I have all of these things that I want to accomplish when I get home. I don't want my lupus to make me feel like I can't accomplish the goals that I have set for myself. I still want to spend a lot of time outside, and keep myself as active as possible. Even if I just do small things, I need to keep myself moving. I want to read, write music, go camping, kayaking, paddle-boarding, hiking, and lots of other things. Hopefully I will feel good enough.

Along with the goals that I have for myself, I also want to use this disease to help others. I don't know why I have been given this trial in my life, but I know a lot of really good people who have been given much harder trials. I don't want to play the victim card. I don't want to use this as an excuse to become lazy and antisocial (that is how I feel right now). I read Stephanie Nielsen's blog NieNie Dialogues, and she really is such an inspiration to me of how trials can't stop you. She was in a plane crash and severely burned her entire body. This happened many years ago, and yet she is still recovering. She blogs about religion, family, and just life in general-and it gives me hope. She is such an amazing mother, teacher, role-model, and she doesn't let her afflictions hold her back. (go check her out!)

NieNie Dialogues
                                               

 I am really struggling here at school right now. I feel like a loser, because all of my roommates have all of these friends, and boyfriends, and all I can think about is going home. I know there is a day when I will feel better, but I will just have to be patient and live more in the moment. I feel like I am living so in the future at the moment, that I forget to live! I don't want that to happen!

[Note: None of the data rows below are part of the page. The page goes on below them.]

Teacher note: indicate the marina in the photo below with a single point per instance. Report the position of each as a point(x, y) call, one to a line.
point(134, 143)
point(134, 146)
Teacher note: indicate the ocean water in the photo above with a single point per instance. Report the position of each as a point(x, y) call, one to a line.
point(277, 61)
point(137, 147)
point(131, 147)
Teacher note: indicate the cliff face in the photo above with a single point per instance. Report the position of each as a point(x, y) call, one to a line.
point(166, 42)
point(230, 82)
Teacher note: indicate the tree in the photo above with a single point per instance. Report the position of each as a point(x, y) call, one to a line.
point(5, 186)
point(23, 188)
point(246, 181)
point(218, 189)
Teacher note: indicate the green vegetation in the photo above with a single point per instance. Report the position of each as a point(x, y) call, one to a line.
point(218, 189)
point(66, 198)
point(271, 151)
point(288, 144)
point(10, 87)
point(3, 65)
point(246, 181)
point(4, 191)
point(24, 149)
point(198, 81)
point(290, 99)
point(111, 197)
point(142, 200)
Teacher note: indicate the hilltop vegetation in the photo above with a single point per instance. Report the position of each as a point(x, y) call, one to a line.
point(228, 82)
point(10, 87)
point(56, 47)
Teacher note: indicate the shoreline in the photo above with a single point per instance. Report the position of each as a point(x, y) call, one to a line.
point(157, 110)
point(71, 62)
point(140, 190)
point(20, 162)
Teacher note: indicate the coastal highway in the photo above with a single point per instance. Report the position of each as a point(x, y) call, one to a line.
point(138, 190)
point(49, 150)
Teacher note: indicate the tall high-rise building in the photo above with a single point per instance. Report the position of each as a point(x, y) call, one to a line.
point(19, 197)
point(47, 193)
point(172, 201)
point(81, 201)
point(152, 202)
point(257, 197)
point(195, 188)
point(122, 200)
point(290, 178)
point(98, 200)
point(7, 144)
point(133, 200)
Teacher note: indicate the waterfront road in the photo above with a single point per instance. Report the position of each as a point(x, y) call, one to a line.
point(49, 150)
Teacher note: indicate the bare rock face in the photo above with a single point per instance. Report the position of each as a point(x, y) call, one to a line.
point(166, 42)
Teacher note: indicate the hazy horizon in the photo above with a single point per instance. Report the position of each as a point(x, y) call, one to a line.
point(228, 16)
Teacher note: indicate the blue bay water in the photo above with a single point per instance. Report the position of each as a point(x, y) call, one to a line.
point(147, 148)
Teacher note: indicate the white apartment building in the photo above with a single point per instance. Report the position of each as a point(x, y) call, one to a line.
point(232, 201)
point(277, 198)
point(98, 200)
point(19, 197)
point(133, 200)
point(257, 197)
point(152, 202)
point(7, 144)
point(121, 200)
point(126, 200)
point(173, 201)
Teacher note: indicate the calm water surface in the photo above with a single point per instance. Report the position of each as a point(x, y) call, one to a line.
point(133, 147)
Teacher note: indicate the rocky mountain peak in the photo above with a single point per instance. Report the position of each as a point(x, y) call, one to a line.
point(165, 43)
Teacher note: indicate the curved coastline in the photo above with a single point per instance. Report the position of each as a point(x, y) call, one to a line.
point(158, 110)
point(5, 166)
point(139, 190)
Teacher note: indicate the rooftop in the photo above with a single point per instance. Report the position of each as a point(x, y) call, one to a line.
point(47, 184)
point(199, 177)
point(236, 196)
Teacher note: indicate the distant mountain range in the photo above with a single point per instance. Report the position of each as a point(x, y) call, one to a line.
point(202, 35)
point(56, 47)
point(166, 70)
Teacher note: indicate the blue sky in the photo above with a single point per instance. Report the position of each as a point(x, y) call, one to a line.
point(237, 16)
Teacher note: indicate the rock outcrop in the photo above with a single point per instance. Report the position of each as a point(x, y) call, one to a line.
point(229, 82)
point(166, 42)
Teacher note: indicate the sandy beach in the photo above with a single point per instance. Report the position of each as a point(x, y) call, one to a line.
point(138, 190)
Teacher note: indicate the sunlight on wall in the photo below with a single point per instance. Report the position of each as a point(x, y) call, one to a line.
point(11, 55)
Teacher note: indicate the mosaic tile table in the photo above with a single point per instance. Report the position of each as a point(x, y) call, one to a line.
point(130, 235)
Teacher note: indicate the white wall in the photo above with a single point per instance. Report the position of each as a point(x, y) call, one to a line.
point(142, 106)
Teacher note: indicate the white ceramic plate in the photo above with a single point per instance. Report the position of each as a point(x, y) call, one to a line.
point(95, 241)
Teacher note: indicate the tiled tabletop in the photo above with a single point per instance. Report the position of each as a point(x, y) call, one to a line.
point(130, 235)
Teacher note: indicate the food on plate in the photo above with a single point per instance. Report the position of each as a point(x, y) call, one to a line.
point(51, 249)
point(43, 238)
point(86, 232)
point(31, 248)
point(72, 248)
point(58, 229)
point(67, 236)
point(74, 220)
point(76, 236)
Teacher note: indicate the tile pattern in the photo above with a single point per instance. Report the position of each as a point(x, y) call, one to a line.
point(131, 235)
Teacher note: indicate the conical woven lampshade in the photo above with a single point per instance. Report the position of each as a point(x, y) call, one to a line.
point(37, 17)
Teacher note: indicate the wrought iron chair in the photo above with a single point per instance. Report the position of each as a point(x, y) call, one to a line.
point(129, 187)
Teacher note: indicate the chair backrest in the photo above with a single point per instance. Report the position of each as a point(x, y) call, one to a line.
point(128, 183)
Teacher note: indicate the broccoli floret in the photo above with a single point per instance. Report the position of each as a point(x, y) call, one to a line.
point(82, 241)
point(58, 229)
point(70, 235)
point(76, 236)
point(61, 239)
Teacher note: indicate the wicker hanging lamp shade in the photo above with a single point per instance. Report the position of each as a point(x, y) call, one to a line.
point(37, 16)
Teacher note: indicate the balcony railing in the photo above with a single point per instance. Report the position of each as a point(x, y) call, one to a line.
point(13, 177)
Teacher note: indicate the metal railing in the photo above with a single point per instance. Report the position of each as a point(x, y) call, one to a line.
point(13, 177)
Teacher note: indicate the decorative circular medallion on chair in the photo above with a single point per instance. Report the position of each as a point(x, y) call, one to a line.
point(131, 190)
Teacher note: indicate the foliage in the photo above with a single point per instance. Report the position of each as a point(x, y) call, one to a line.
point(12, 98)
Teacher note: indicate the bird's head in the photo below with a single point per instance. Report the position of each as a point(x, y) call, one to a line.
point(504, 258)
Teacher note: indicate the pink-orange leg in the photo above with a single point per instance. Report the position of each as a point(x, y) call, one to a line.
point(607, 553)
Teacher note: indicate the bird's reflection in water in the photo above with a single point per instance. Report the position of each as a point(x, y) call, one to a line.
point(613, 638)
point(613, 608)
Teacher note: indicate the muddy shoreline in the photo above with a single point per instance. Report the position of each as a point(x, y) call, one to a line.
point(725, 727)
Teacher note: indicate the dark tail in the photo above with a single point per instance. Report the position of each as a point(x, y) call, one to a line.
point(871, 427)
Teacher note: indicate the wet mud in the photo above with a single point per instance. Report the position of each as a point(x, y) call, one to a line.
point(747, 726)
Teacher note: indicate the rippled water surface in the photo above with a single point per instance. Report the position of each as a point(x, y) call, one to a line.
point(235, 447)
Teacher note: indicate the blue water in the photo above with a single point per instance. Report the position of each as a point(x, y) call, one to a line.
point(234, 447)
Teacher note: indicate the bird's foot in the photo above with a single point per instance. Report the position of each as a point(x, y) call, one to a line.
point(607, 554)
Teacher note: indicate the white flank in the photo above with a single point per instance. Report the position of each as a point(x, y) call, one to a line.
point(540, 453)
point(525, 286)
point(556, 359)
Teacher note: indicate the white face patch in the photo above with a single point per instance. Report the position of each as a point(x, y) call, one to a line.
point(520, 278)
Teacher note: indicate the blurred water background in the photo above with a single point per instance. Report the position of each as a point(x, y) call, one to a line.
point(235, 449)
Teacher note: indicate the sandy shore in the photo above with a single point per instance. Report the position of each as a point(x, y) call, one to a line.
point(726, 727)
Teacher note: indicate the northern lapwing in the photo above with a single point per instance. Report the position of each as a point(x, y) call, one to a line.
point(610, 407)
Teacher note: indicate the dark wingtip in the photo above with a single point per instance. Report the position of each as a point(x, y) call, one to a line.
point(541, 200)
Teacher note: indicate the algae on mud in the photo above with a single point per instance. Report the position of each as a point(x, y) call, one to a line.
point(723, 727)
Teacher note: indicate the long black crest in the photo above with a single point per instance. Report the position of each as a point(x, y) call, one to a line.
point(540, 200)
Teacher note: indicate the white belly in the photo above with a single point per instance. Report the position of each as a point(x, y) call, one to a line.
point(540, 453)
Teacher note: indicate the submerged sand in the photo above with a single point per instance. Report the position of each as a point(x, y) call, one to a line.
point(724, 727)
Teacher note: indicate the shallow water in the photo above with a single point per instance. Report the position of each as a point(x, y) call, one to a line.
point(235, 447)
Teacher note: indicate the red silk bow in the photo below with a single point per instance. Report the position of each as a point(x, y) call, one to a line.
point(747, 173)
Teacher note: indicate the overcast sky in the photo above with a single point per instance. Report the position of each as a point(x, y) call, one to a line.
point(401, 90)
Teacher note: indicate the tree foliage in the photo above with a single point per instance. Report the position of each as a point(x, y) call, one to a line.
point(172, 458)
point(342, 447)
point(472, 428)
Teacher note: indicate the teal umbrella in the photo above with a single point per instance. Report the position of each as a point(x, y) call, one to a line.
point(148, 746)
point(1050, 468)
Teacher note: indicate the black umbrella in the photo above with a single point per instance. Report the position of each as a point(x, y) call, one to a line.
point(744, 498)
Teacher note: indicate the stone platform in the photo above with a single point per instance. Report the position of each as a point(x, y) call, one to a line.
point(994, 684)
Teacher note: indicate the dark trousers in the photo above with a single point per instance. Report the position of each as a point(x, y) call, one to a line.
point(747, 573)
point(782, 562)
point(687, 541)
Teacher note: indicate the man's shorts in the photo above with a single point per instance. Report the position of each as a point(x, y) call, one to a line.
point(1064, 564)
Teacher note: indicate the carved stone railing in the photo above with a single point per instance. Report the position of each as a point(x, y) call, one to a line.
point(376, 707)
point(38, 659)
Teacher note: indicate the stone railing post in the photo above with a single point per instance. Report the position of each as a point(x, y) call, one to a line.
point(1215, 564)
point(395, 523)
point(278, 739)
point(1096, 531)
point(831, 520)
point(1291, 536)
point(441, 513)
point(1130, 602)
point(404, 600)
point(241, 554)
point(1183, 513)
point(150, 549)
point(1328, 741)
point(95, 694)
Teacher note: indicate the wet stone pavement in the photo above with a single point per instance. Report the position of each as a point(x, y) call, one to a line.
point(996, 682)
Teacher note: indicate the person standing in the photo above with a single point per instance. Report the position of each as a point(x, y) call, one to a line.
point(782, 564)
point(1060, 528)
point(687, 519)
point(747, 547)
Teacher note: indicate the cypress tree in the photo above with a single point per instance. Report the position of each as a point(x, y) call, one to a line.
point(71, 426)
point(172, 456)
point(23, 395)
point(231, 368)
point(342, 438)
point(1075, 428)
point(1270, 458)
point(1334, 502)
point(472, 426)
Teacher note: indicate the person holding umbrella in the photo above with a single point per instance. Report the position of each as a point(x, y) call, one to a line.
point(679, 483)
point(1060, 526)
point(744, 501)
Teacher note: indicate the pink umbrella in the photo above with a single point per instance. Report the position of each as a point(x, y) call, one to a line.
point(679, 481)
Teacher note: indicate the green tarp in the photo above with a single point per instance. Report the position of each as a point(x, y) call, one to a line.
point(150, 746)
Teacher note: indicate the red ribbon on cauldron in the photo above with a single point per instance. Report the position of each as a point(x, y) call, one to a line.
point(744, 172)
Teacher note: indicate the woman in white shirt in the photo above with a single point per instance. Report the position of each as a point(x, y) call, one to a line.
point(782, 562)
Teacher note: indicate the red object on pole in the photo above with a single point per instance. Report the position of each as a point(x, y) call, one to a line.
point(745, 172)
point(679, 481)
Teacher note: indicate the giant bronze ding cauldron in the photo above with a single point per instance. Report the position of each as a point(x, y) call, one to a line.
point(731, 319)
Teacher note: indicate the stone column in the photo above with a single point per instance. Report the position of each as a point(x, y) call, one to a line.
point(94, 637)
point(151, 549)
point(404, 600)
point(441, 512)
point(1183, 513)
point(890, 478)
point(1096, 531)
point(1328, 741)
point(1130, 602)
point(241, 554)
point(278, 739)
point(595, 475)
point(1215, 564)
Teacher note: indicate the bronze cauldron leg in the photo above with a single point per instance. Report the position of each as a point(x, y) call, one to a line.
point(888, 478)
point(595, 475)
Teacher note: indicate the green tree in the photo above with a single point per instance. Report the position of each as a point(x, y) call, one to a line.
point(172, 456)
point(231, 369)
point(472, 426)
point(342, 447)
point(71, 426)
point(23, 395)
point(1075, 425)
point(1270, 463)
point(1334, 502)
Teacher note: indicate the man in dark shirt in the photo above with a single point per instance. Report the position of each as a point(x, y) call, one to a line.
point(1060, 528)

This post is kind of throw up (sorry!), but I feel like I need to remind myself of these things and not let myself get discouraged. I have been feeling very discouraged these past couple of months, and I need to focus on being happy in my trials instead of just waiting for everything to get better in order to feel happy.

I hope that this summer I can be able to improve myself, improve others, and do the things I need to in order to become truly happy! That is my hope, but for now I will just keep moving forward and living the best that I can!